CAMP LEATHERNECK, Afghanistan — President Hamid Karzai said Sunday that he will respect the Afghan Parliament’s decision to remove two key ministers from office, a dramatic change in leadership during a pivotal stage in NATO’s 11-year war.
Afghan lawmakers voted Saturday to impeach Defense Minister Abdul Rahim Wardak and Interior Minister Besmillah Mohammadi, both of whom have worked on the United States’ most costly — and most delicate — security initiatives.
Their impeachment, which comes during a key stage of NATO’s troop and civilian drawdown, marks a sharp articulation of public discontent, but leaves a number of unanswered questions about the fate of Afghanistan’s two most prominent ministries.

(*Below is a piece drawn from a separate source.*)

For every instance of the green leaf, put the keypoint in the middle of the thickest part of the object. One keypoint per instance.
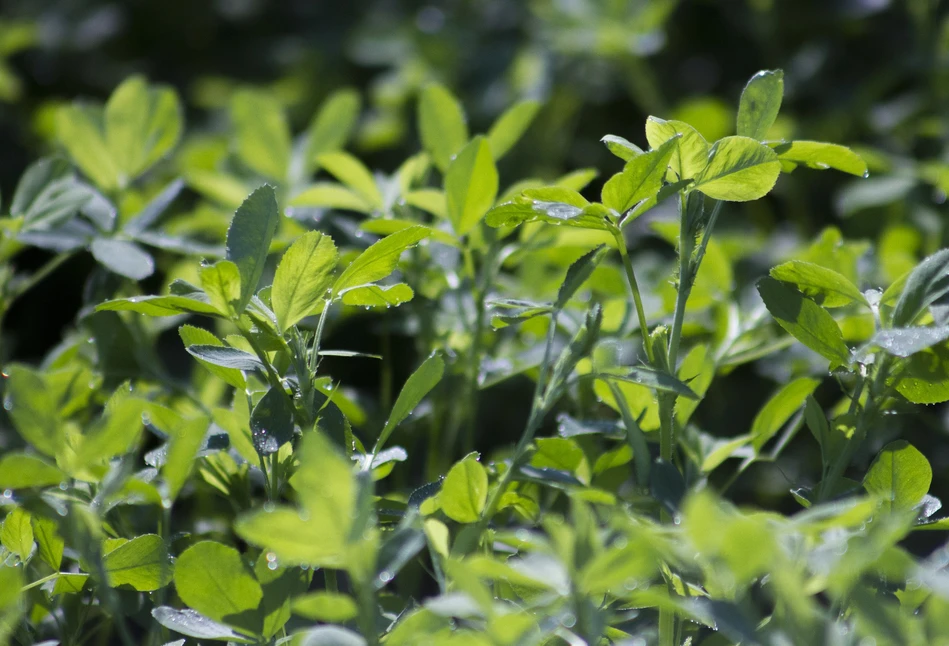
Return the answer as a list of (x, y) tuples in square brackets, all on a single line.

Lawmakers justified the impeachment by lobbing a number of criticisms at Wardak and Mohammadi, including accusations of corruption and their unwillingness to respond to cross-border rockets fired from Pakistan.

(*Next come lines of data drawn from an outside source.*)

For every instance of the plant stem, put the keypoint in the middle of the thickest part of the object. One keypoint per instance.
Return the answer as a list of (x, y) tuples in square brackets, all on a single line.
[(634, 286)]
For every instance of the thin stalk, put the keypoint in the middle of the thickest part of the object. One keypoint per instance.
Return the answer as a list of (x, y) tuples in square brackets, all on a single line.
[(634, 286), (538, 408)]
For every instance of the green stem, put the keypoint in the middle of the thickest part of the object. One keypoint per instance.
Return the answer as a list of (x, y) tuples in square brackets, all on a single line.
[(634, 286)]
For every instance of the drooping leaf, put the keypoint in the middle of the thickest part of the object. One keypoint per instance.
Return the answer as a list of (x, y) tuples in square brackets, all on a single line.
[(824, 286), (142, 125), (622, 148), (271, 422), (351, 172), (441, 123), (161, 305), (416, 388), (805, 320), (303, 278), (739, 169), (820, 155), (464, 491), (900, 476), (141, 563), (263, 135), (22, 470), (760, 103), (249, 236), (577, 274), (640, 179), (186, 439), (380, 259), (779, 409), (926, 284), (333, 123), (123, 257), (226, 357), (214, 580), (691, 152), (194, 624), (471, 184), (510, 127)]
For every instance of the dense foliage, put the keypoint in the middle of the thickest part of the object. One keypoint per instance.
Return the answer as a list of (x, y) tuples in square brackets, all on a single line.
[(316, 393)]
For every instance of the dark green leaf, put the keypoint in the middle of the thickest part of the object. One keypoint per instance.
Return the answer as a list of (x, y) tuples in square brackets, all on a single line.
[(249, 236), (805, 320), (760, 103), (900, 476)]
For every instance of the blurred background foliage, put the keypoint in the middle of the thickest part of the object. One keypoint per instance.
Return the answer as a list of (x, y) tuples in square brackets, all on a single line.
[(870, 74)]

Although Karzai vowed Sunday to replace the two ministers, he praised their service and asked both men to remain in their positions until their successors are named. In the past, impeached officials have remained in such ‘‘acting’’ roles for several years at Karzai’s request.
On Sunday, Karzai tried to assure the United States and other allies that he would not leave vacancies in the ministries responsible for overseeing the war and Afghanistan’s transition to self-control of its security. Many of the country’s lawmakers have said that Karzai is not responding quickly enough to their demands for governmental change and that his inaction threatens to stymie the body’s substantial reforms.
Wary that Karzai might not act swiftly in response to the Parliament’s vote, Afghan lawmakers were outspoken in their insistence that new ministers be named promptly.
‘‘If he really wants to implement the law, he should introduce the two new ministers soon because we are tired of having acting ministers in the government for years,’’ said Sharifullah Kamawal, a member of Parliament.
In a statement, Karzai called Wardak and Mohammadi ‘‘true sons of Afghanistan who . . . spent many years in helping develop a new system in Afghanistan.’’ The statement added that the Afghan government ‘‘will not only decorate them with highest state medals of honor, but would ask them to continue as experienced and dedicated persons to serve their nation and their country in other capacities within the government.’’
Late last month, Karzai spoke publicly about the need to reduce corruption within the Afghan government — a vaguely worded pledge that lawmakers are hoping will become concrete with the dismissal of Wardak and Mohammadi.